Are you loving your yoga diet as much as your yoga practice? Are you wishing there was a way to increase your flexibility, improve your focus, and enjoy other benefits on and off the mat? Here is a selection of ten foods to add to your yoga diet that will give you these benefits by increasing your fiber, protein and bone health – and are simple to integrate into your eating routine.
Chia is a powerhouse of fiber, omega-3 fatty acids, antioxidants, magnesium and more calcium than a glass of milk! In yoga body terms what this means is decreased inflammation of hardworking muscles, controlled bowel function, stronger bones and a more healthy heart. When wet they get a gelatinous, slimy texture that requires thorough blending but supports pulling waste through the digestive system.
Besides the abundance of vitamins – which includes B12 for healthy red blood cells and nervous system – yogurt maintains good digestion and supports strong bones with its high calcium content. Yogurt protein as well promotes water absorption and regulates sodium in our bodies – a great way of staying hydrated in today’s sodium-craving world.
Abundant in minerals and vitamins and filled with healthy fats, avocados helps the absorption of nutrients in the other foods we consume. They keep your heart and brain working effectively, promote blood circulation and control blood pressure; they also help in digestion and prevent cancer, while also boosting anti-inflammatory and anti-aging qualities.
You can consider oats a staple of your yoga diet. They are loaded with fiber and protein, as well as manganese which are important in strong bone formation. The fiber in oats fills you up, keeping you satiated for a longer time and helps in digestion by practically scraping the sides of your intestines, bringing food along with it and eliminating it.
A succulent treat that is the only natural source of an important ‘clean-up’ enzyme that digests dead protein cells caused by injury or tears during the muscle-building process. This enzyme helps relieve muscle soreness. This amazing addition to your yoga diet is a great source of vitamin C and manganese, supporting iron absorption and strong bones.
The complex carbs in this fruit are perfect for lasting energy, their potassium likewise reduce muscle cramps by promoting proper contraction and relaxation.
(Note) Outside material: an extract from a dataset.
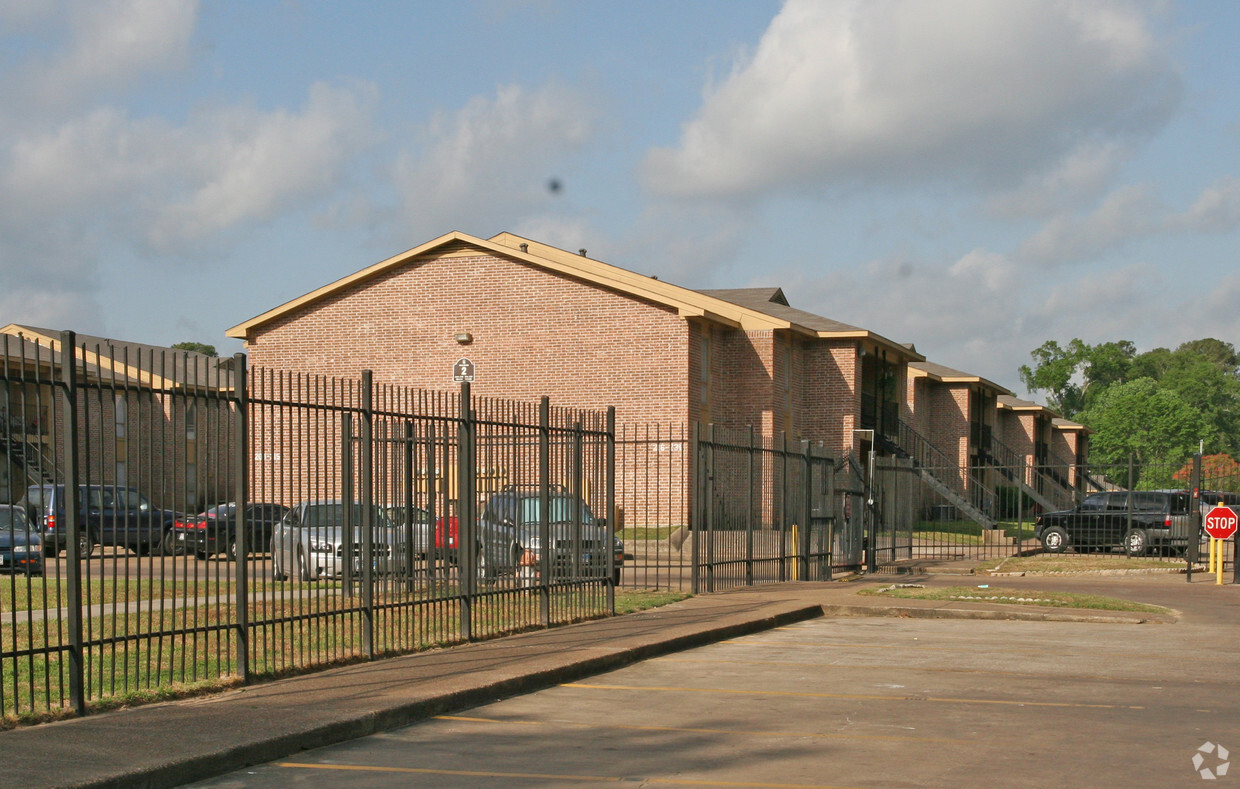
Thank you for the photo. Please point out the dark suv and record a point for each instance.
(1136, 521)
(109, 515)
(510, 540)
This is very important for yoga practice because our increased energy can occasionally push us a bit far and a quick banana gives us the boost we need to make it.
A serving of kale is a calcium goldmine, includes more iron than a similar-sized serving of red meat, and provides an ample amount of vitamin K. Kale is in addition packed with fiber, so is going to go a long way in regulating digestion, while the calcium promotes a strong spine and skeleton.
One of the most protein-rich foods we can add to our diet; it is a full protein, which suggests it contains all nine essential amino acids. Extremely high in fiber and iron, quinoa is ideal for our digestion and blood circulation.
Almonds boost bone health, immune system function, have anti-inflammatory properties, control blood pressure, improve digestion, avert cancer and increase energy. These are all important features we want for a healthy yoga food – and the benefits are so numerous that you will want to make them a regular addition to your yoga diet.
Cacao or Dark Chocolate
Cacao or dark chocolate is an excellent guilt-free choice to include into your routine– ideally cacao nibs or powder, or look for a 60% or higher dark chocolate bar. Dark chocolate maintains blood sugar levels normal while increasing blood flow to the brain. A little nibble before class can boost energy and concentration because it is made up of the neurotransmitter responsible for releasing endorphins. It also has a little natural caffeine, enough to provide you with a little boost without adding jitters to the mix.
Making a plan to keep these foods stocked in your fridge and pantry will enhance your yoga practice, and ensure a healthy yoga diet going forward into 2018!